# Resort near Six Flags New England



## nelljay1973 (Mar 30, 2008)

I'm an Aussie that lives in Nova Scotia, so I'm a little geographically challenged when it comes to the US and was is "near" on a map and what is "near" in reality.

Planning on a trip to Six Flags New England in August and while we are yet to own a timeshare would love to rent if we could.  So are there any resorts in the area.  If there is this would be great and would fall into the "you should be able to drive to your home resort" theory as we are just a catferry trip away.

Many thanks in advance,

Janelle


----------



## ausman (Mar 30, 2008)

Janelle,

I'm an Aussie that lives in MA, you are SOOL (shi* out of luck) . I may have picked that term up here however.

Western Mass, perhaps a 1 1/2 hr drive would be the closest. If you want to be at Six Flags every day then that may not be praticable.

There are many other resorts in NE (in the US) that you may like, my favs are the Newport RI  resorts.


----------



## nelljay1973 (Mar 30, 2008)

basham said:


> Janelle,
> 
> I'm an Aussie that lives in MA, you are SOOL (shi* out of luck) . I may have picked that term up here however.
> 
> ...



Other wise known as "buckleys chance in hell"....mmmmm off to investigate how far away Newport is.  What would I do without google maps and mapquest?


----------



## gorevs9 (Mar 30, 2008)

nelljay1973 said:


> I'm Planning on a trip to Six Flags New England in August and while we are yet to own a timeshare would love to rent if we could.  So are there any resorts in the area.



A couple in the nearby area are the Oak 'n Spruce Resort and The Ponds at Foxhollow.  These are approximately a one hour drive from Six Flags.  There are a few more in Western Massachusetts, but a bit farther from Six Flags.
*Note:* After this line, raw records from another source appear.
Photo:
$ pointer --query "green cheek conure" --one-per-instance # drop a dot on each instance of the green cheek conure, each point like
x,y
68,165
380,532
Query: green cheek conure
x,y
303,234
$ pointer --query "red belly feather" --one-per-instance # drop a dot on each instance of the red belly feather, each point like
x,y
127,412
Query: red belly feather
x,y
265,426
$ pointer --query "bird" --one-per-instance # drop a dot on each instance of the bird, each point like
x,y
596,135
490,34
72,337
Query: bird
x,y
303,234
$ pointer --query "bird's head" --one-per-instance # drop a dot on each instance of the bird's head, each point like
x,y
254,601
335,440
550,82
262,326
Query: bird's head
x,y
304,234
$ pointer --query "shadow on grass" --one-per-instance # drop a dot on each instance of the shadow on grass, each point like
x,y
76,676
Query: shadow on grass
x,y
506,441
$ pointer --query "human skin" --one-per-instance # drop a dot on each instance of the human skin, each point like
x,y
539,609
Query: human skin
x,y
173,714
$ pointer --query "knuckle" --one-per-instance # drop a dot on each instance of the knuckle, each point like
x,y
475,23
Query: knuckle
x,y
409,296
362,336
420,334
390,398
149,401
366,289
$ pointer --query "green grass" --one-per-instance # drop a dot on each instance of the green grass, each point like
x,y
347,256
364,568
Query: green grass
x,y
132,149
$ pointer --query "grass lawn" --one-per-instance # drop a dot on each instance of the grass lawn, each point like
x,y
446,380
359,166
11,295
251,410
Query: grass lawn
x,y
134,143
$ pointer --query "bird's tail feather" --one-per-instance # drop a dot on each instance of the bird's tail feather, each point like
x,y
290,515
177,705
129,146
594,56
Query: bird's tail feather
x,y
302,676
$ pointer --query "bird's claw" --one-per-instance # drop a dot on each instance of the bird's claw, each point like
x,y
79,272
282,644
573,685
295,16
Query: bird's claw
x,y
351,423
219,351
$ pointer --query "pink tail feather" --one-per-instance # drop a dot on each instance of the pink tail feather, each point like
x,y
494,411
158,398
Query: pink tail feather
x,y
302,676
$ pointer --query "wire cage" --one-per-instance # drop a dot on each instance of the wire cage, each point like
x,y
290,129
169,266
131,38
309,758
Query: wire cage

For a timeshare purchase, unless you like to go to Six Flags every year.  You may want to check Maine, New Hampshire, and Vermont.  There are usually plenty of resales available.


nelljay1973 said:


> If there is this would be great and would fall into the "you should be able to drive to your home resort" theory as we are just a catferry trip away.


Just a short drive after an 11 hour ferry trip


----------



## gorevs9 (Mar 30, 2008)

nelljay1973 said:


> Other wise known as "buckleys chance in hell"....mmmmm off to investigate how far away Newport is.  What would I do without google maps and mapquest?


Newport is 3 hours from Portland Maine (more if you run into Boston traffic).  If you want to rent in Newport during the summer, be prepared to pay top dollar.  Newport is also a great place to buy.  I'd invest the money and buy a summer week.


----------



## SailBadtheSinner (Mar 30, 2008)

Here are the resort that I could easily find. The mileage is from MSN Maps. The closest one is Oak & Spruce at the west end ot the Mass Turnpike (Intersate 90) almost on the border with NY. so here's the list:

Wind in the Pines, 949 S. Main St., Great Barrington, MA 01230
53 miles
www.windinthepines.com
Phone 413-528-3840

Stonegate,  111 West Ave.  Great Barrington, MA 01230
Phone 413-528-9554

Marriott's Custom House,  3 McKinley Square,  Boston, MA 02109
 North America , USA
92 miles
www.marriott.com/hotels/travel/bosch-marriotts-custom-house/
Phone 1-617-310-6300

Country Village at Jiminy Peak, Corey Road,  Hancock, MA 01237
Phone 413-738-5500

Bentley Brook Mountain Club, Corey Road, Hancock, MA 01237
70 miles
www.fairfieldresorts.com
 Phone 413-738-8600

Oak 'N Spruce Resort, 190 Meadow St. , South Lee, MA 01260
44 miles
www.silverleafresorts.com
 Phone 413-243-3500

Vacation Village in the Berkshires, 276 Brodie Mountain Road, Hancock, MA 01237
www.dailymanagementresorts.com
Phone 413-738-2000

Water's Edge Resort and Spa,  1525 Boston Post Road,  Westbrook, CT 06498
71 miles
www.watersedgeresortandspa.com
Phone 860-399-5901

The easiest one to get to would be Marriott's Custom House, Boston; but you would be facing commuter traffic wherever you went. 

I live about 20 mile south of the park in CT, and there are plenty of motels/hotels in the surrounding area.

Should you have any questions (except about the park), just ask.

site: http://www.sixflags.com/newengland/



SBtS


----------



## nelljay1973 (Mar 30, 2008)

Thank you everyone for your replies, I will check them out.

This trip is getting bigger by the minute.  My Mum is coming over from Australia for a visit, been here twice before but never travelled seeing it involved the birth of my two kids...so who knows where we will end up...a resort that we could do day trips from is looking to be the best option.

Once again, thank you.


----------